I would be hard pressed to pick a favorite season.  Sure there’s the tendency to want to latch on to the season that offers the temperatures we find most enjoyable, but moving beyond that, each has its own particular splendor for the one who takes the time to observe.  This autumn has been beautiful with the spectacular displays of colors presented by the trees giving up there leaves for the winter.  I’m not sure if it was all the rain we had this fall, but the colors were amazing and lasted much longer than I remember last year.  Even as I spent one afternoon raking them from my front yard I did not mind the small investment of labor on my part to be privy to such awe-inspiring beauty.

Cooler temps for me mean more cooking than I usually do.  Although I get a great deal of pleasure from cooking, I learned over the summer that being in a hot kitchen is not my idea of fun when it’s 90 + degrees outside.  This is likely compounded by the fact that I try not to use the a/c much at all in the summer and given that my house is small the heat output from the stove increases the indoor temp by several degrees.  Plus, hot soups just aren’t as pleasing as they are in the cooler months.  There is something to be said for living your life to the rhythm of nature…
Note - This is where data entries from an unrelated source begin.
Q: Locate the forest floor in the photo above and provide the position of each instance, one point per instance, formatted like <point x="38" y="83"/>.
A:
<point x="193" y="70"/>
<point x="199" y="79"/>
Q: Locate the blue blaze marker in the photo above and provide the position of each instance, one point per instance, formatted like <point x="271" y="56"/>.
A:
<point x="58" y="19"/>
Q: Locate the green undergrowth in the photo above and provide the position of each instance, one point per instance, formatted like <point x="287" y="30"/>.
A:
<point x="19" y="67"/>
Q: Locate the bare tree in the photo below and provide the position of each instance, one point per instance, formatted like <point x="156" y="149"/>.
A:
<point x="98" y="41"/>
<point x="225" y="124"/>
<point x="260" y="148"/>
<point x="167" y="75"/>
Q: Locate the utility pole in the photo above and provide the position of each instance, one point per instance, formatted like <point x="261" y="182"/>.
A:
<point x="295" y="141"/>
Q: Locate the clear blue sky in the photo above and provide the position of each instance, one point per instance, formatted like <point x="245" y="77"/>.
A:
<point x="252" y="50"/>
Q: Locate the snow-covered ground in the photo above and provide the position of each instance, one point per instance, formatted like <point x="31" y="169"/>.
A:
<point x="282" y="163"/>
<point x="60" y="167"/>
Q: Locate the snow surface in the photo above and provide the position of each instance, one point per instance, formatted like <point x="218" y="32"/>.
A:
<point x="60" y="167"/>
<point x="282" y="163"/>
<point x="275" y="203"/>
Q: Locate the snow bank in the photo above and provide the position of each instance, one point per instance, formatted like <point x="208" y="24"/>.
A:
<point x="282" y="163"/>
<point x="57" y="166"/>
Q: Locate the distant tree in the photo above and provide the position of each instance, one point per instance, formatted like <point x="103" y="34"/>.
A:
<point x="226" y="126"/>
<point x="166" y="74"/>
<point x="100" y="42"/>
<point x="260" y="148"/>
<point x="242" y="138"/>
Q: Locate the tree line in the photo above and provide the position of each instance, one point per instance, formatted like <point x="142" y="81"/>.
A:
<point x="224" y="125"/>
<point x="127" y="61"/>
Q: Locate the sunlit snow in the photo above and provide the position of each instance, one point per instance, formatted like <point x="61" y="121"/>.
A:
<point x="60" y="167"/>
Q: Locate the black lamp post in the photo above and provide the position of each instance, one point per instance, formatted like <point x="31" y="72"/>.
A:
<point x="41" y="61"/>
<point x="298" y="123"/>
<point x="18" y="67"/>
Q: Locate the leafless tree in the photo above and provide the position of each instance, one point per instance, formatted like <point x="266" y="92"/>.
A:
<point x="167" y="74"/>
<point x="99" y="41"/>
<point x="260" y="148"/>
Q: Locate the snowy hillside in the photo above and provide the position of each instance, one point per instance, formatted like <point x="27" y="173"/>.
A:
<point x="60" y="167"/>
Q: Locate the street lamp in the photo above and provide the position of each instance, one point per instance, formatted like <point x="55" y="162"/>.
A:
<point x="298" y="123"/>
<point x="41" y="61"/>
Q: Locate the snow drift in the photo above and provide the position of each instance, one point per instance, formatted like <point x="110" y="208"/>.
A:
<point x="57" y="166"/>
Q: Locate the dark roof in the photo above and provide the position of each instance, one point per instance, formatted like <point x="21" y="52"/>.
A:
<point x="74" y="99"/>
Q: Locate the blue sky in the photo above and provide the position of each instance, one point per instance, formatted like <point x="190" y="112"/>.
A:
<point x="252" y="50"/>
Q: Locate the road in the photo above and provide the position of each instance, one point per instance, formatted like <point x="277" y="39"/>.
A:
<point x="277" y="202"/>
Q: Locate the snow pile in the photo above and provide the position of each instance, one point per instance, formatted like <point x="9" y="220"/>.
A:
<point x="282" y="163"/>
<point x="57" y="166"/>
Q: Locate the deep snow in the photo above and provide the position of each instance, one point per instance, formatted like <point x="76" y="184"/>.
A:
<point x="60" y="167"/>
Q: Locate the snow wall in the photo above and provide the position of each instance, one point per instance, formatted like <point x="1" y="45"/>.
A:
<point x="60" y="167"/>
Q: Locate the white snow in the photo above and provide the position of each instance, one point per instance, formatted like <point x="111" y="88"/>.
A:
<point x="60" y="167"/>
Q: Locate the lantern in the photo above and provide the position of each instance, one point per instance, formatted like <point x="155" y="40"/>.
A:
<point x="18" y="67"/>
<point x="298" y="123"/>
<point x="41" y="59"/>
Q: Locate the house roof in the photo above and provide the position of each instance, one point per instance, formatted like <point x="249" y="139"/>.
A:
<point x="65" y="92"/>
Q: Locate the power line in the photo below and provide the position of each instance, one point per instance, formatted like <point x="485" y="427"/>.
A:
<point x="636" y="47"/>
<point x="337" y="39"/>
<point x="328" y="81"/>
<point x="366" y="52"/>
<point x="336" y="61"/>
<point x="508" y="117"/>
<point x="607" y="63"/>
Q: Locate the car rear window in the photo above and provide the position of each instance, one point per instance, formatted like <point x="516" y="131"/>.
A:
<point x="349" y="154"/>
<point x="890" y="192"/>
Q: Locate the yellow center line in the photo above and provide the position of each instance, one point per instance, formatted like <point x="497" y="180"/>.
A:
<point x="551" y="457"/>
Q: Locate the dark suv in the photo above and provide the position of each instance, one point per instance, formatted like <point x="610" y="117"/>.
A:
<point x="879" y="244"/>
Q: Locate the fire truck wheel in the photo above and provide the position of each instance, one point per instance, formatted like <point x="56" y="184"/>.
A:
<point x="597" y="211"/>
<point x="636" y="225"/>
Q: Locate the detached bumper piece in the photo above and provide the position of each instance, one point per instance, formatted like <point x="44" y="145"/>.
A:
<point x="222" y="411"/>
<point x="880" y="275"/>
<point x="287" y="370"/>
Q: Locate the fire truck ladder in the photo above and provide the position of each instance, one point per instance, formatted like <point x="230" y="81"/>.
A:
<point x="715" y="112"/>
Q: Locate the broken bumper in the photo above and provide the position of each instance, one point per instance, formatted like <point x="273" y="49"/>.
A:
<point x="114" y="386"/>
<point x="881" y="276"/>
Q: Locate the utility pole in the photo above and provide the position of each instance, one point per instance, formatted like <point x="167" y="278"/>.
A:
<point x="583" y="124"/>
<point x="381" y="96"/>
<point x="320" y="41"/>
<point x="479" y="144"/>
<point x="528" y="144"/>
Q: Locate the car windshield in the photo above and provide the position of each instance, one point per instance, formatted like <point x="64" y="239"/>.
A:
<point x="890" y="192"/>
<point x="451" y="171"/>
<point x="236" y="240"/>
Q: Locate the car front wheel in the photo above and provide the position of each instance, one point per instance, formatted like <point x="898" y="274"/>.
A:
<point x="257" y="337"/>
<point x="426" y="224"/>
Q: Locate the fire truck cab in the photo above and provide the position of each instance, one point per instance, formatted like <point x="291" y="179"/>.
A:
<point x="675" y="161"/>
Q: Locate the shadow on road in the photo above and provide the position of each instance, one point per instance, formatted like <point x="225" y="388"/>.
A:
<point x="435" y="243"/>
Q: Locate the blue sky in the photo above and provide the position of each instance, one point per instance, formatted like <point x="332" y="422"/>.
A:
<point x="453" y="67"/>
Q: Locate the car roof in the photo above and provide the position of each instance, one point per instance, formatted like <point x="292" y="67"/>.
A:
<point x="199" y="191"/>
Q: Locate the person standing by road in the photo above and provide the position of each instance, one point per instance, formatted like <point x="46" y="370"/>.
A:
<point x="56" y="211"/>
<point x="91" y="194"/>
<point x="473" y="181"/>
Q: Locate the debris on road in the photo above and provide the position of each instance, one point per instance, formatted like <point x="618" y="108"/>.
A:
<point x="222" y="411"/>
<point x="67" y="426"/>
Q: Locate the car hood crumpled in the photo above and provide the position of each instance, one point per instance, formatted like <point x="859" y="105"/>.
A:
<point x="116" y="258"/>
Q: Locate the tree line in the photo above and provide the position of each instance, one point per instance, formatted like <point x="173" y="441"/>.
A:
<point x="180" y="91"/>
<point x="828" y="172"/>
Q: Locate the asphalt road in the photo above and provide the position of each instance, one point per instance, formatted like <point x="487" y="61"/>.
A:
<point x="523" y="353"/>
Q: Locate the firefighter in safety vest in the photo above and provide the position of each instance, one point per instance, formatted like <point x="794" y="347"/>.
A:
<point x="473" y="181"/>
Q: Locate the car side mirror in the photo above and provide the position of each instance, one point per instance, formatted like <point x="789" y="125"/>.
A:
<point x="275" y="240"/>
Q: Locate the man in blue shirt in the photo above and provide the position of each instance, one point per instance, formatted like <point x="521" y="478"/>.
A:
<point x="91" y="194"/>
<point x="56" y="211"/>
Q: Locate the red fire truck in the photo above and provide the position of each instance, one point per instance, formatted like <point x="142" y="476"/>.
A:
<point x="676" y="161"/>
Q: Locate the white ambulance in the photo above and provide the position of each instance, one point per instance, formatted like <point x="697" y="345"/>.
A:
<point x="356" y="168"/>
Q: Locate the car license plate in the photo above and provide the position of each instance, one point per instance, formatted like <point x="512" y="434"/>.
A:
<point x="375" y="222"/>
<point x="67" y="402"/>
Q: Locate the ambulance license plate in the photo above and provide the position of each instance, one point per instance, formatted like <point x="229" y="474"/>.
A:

So, it was with great enjoyment I broke out the crock pot last week and began cooking some hot, hearty soups.  This week I made a lentil soup for the first time and last night had an amazing potato soup that I  gave a little edge to by adding the smoky flavor of chipotle and a little curry powder.  Topped off with ground pepper, shredded cheese and bacon bits.  YUMMY!  And just when you thought it couldn’t get any better, I baked some beer bread to go with it.  Nothing is quite so warming on a cold day than a hearty soup and fresh-baked bread, nothing…

 

****************************************************************************************************

A few of you may recall that I’ve worked a good many years, a little over a decade, as a paramedic.  In that time I’ve seen death and the loss it brings on a personal level more times than I care to remember.  If you do this kind of work, whether it be in a pre-hospital setting with EMTs and Paramedics or in the Emergency Department with doctors and nurses, you quickly learn to compartmentalize the emotional feelings you encounter, not only yours but the emotions of others whom you encounter .  It is the only way you will avoid emotional burnout.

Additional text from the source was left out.